Steep drop in exports signals China’s GDP growth is even worse than first thought

China’s trade data for May make it increasingly clear that the country’s robust export performance of late has been distorted by faked invoicing.

Exports grew only 1% in May, compared with the same month in 2012; they had risen 14.7% year-on-year in April. And that 1% growth is yet another sign that China’s economic growth has been slowing more than its headline rates suggest. Here’s a look at the trend in export growth:

The fact that May’s precipitous drop in exports occurred just after the government instituted a sweeping crackdown on trade invoicing and capital flows, as well as on foreign-currency loans, doesn’t seem like a coincidence. And that would likely means China’s disappointingly low first-quarter GDP growth of 7.7% actually overstated economic activity quite a bit.

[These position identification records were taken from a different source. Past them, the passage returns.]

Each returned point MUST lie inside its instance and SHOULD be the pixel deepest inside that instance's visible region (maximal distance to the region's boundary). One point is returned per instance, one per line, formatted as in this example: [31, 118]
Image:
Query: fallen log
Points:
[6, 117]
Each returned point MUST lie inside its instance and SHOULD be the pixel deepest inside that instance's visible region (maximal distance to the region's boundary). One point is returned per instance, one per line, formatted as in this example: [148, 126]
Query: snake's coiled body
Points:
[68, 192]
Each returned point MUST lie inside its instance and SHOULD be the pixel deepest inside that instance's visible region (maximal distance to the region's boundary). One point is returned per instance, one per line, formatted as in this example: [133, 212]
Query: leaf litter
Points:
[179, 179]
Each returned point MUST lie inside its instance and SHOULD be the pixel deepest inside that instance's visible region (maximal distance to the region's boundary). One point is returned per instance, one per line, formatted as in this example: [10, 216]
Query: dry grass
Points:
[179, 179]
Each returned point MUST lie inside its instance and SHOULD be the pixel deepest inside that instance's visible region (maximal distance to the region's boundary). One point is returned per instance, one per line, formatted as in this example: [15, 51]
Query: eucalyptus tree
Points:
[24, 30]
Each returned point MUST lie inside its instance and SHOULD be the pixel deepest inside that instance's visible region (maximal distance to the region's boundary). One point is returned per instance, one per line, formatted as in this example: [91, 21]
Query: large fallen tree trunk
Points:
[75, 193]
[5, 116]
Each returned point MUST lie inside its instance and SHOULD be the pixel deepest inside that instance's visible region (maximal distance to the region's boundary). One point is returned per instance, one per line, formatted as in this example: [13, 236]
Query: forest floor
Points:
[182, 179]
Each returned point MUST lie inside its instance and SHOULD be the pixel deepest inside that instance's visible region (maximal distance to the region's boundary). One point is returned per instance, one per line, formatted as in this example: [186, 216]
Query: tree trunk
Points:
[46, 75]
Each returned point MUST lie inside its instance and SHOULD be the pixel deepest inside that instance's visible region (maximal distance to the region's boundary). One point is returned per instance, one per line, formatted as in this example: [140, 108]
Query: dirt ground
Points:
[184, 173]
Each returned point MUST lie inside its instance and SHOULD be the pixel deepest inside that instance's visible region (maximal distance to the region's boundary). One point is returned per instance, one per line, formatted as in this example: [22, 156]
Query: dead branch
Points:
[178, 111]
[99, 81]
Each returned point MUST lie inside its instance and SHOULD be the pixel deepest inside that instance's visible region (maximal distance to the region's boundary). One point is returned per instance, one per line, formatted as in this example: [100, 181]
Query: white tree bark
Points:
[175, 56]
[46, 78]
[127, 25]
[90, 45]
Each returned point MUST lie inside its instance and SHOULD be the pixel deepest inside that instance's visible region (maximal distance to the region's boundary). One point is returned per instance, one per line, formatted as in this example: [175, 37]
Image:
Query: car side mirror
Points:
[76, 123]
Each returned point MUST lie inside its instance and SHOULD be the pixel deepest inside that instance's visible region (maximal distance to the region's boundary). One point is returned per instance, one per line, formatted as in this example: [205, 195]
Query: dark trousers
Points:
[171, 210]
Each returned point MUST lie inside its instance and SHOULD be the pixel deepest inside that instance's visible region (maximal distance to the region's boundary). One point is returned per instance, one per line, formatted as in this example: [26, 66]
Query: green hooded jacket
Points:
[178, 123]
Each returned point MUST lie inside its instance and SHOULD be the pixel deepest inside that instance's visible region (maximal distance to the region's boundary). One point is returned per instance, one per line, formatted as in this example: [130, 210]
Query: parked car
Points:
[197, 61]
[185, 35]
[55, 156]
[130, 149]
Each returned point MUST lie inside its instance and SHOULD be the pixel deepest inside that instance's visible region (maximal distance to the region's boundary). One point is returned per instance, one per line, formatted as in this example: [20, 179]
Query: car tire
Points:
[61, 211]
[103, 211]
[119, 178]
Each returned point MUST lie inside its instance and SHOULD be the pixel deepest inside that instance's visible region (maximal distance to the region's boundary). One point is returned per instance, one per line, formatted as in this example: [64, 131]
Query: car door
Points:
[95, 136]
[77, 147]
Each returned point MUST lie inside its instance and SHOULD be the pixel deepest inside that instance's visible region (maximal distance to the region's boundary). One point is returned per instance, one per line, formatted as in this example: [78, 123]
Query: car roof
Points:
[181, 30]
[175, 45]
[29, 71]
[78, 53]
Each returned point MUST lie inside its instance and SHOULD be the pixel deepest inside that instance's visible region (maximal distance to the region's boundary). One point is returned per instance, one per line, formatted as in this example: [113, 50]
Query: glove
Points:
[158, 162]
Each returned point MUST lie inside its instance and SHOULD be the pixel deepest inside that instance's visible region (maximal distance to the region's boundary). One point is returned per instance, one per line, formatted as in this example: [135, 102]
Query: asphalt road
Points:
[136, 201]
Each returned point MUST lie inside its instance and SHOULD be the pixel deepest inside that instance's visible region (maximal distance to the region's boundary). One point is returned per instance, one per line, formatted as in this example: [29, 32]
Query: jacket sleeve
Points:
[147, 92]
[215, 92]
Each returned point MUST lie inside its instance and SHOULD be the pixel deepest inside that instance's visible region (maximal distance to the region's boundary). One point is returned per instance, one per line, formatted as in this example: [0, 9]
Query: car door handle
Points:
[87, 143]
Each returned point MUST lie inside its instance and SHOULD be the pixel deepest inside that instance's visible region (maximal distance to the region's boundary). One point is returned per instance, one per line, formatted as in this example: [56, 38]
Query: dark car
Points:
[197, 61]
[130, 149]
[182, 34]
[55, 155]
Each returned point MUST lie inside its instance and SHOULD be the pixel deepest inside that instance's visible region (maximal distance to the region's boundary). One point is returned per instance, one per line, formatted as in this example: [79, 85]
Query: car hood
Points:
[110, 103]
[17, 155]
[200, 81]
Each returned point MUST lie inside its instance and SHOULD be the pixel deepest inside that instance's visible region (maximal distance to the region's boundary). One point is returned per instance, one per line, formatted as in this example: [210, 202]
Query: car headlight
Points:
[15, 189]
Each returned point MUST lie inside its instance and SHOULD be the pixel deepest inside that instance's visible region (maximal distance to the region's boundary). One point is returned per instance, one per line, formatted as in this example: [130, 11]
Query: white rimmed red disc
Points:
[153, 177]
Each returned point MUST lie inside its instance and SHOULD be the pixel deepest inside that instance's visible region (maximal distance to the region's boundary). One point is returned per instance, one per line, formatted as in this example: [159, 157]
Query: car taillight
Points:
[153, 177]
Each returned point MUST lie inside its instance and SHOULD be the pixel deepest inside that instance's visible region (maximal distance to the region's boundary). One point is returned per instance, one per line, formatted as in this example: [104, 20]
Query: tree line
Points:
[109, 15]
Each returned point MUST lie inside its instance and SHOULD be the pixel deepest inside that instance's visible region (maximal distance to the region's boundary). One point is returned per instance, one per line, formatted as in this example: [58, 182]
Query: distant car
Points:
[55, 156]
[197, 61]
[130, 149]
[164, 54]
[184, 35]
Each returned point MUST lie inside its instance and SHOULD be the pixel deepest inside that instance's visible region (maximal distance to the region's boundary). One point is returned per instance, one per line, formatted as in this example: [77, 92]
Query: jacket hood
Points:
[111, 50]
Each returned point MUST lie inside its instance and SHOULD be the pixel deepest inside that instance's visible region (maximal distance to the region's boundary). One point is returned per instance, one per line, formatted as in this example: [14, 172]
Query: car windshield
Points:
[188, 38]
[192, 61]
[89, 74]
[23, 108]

In other words, the brisk pickup in exports since the beginning of 2013 resulted from capital inflows aiming to profit from appreciation of the yuan, and benefiting from interest rate and currency arbitrage available to businesses with accounts in Hong Kong. (Caixin has a great, detailed explanation of how traders invoice more goods than are actually exported in order to allow them to make up the difference in loans from Hong Kong banks that it reinvests in the mainland higher-yield assets like wealth management products.)

Here’s a look at how Shenzhen, the main center for this activity, has diverged from Shanghai in the last few years. (The city-level data for May hasn’t yet been announced.)

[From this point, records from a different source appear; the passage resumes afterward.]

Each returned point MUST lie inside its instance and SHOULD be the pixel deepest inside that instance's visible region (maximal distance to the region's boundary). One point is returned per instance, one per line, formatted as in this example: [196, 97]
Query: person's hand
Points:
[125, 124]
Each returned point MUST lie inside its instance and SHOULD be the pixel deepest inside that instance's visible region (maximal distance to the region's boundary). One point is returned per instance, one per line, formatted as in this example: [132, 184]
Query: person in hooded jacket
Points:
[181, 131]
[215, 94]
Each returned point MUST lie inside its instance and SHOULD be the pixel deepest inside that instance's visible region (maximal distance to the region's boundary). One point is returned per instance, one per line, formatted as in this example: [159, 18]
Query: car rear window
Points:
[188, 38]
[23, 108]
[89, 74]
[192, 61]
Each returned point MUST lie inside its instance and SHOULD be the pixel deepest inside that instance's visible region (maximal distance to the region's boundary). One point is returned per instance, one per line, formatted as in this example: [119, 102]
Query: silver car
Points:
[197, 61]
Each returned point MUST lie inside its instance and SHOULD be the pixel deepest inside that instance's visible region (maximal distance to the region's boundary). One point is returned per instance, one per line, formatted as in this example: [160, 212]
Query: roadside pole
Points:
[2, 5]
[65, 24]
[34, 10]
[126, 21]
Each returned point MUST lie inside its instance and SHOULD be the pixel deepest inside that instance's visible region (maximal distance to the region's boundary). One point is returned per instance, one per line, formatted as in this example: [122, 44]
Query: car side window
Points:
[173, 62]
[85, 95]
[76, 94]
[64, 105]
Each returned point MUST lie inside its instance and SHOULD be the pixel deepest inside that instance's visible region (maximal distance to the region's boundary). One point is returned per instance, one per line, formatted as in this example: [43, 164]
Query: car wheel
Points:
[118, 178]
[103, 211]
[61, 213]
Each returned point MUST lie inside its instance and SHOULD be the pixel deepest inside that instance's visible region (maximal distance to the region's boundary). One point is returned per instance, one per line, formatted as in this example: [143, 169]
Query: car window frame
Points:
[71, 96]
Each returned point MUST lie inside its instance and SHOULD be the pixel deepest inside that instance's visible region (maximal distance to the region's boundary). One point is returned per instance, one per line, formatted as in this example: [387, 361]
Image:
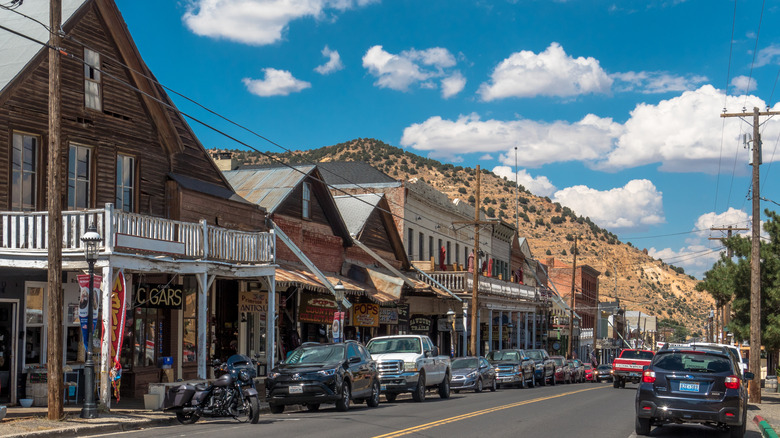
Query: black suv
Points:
[324, 373]
[544, 367]
[692, 385]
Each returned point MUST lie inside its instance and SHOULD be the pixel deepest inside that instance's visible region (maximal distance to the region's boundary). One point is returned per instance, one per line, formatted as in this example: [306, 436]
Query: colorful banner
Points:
[118, 313]
[84, 304]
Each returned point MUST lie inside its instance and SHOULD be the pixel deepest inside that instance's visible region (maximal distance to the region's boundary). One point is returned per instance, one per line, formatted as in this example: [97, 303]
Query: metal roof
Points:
[267, 187]
[16, 52]
[356, 209]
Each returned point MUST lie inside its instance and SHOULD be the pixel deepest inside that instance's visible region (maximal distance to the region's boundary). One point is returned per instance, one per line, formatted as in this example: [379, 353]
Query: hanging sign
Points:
[84, 303]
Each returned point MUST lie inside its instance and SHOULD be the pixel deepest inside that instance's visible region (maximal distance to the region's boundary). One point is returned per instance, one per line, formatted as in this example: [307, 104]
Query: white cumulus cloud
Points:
[257, 22]
[332, 65]
[548, 73]
[410, 67]
[649, 82]
[275, 83]
[539, 186]
[635, 205]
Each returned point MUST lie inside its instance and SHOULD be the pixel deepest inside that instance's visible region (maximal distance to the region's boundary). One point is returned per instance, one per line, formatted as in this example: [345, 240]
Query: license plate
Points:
[689, 386]
[297, 389]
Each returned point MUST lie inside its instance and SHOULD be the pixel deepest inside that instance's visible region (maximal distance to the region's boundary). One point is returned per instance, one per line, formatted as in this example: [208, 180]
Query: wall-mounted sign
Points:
[388, 315]
[365, 315]
[159, 296]
[420, 324]
[318, 309]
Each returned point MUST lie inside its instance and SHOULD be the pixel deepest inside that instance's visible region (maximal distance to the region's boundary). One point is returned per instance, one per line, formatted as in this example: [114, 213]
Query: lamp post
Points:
[91, 241]
[451, 321]
[338, 292]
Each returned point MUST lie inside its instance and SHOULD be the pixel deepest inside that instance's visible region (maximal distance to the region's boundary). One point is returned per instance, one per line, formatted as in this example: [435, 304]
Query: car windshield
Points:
[394, 345]
[464, 363]
[535, 354]
[637, 354]
[316, 354]
[503, 355]
[693, 362]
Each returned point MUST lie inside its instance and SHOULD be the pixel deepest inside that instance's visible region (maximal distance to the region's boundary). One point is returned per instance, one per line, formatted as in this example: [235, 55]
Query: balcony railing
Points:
[463, 281]
[28, 232]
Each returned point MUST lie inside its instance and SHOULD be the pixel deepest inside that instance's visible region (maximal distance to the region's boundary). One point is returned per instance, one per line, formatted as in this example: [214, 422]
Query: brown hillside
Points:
[643, 283]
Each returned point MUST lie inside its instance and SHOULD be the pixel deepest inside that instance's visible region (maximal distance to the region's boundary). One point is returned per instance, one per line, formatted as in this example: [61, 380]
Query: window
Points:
[35, 324]
[306, 214]
[125, 183]
[24, 186]
[79, 176]
[92, 80]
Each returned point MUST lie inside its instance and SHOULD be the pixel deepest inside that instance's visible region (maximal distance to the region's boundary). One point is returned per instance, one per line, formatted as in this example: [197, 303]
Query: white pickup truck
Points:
[410, 363]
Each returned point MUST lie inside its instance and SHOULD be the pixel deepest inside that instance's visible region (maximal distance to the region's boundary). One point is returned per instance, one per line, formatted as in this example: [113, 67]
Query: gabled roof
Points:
[350, 173]
[269, 186]
[16, 52]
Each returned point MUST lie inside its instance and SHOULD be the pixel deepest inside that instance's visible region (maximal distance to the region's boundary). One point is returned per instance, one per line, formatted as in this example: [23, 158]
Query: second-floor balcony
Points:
[462, 282]
[129, 233]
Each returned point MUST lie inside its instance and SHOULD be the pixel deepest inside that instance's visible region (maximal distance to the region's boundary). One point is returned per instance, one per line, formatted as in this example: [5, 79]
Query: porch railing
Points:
[463, 281]
[28, 232]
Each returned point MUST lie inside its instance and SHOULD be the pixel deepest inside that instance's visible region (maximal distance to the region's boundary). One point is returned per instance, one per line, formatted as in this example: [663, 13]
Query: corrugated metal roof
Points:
[267, 187]
[356, 209]
[16, 52]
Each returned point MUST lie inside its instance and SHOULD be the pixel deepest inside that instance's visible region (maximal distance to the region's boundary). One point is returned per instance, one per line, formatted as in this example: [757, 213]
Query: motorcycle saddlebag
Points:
[178, 396]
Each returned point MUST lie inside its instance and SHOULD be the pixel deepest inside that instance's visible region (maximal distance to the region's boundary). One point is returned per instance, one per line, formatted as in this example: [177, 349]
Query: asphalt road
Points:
[574, 410]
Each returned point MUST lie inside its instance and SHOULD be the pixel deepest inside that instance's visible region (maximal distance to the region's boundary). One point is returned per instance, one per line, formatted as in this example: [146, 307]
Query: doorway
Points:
[8, 349]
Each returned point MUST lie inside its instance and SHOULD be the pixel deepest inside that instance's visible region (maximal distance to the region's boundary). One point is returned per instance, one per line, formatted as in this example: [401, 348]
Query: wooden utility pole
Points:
[55, 298]
[754, 387]
[572, 300]
[475, 279]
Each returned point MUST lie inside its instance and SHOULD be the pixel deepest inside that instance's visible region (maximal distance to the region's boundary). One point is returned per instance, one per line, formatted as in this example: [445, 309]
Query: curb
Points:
[766, 430]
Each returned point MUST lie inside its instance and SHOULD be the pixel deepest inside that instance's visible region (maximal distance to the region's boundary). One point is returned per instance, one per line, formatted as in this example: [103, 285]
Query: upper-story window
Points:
[306, 205]
[79, 176]
[92, 98]
[24, 179]
[125, 183]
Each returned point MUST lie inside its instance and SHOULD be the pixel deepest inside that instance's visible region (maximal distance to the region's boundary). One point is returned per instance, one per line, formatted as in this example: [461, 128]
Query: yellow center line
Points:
[444, 421]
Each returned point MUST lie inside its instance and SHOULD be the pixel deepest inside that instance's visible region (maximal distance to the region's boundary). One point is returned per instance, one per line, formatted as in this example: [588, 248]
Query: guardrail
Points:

It will be interesting to see whether this continues.

As Caixin pointed out, the local government in Shenzhen depends on this trade to hit economic performance targets set by the provincial government. That, in many ways, allies the Shenzhen local government more closely with export businesses than with the central government, and incentivizes local officials to look the other way while traders pull off these cons.

But even the government may now wish it hadn’t cracked down so hard. Tightening liquidity from a drop-off in capital inflows caused a sharp jump in interbank rates yesterday. That jump may endanger banks and businesses, which rely on cheap capital to roll over loans.